The rate of HA layer formation is highly dependent on glass degradation. Accordingly, the presence of Na₂O and other alkali or alkaline earth metals increases the rate of HA layer formation. High silica content and the presence of Ti reduce the rate of glass breakdown and hence the apatite layer formation rate. Due to their texture (pore size/volume and high surface area), sol-gel-produced glasses show higher bioactivity than the melt-quenched counterparts. In fact, the silica content can reach 85 mol % in sol-gel without reducing the bioactivity, while a maximum value of 70 mol % is allowed in melt-quenched glasses.
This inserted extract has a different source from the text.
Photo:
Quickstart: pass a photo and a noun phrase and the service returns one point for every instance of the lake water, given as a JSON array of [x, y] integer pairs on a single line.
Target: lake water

As exemplified herein, the sol-gel glass comprises 3.4 mol % TiO₂. Larger of TiO₂ tend to induce crystallinity in the final glass. One issue for why larger fraction of TiO₂ induce crystallinity of the final product is that an acid is used to catalyze the sol-gel synthesis (for example HNO₃). It is provided herewith that a basic catalyst (e.g. NaOH, NH₄OH or CaOH₂) allows producing glasses with larger final TiO₂% in their composition. It is thus provided a mean to synthesize bioactive sol-gel glasses with large TiO₂%, including Ca and if desired P in their compositions, as a basic catalyst, and the resulting glasses have better bioactivity than previously reported acid-catalyzed Ti-containing glasses.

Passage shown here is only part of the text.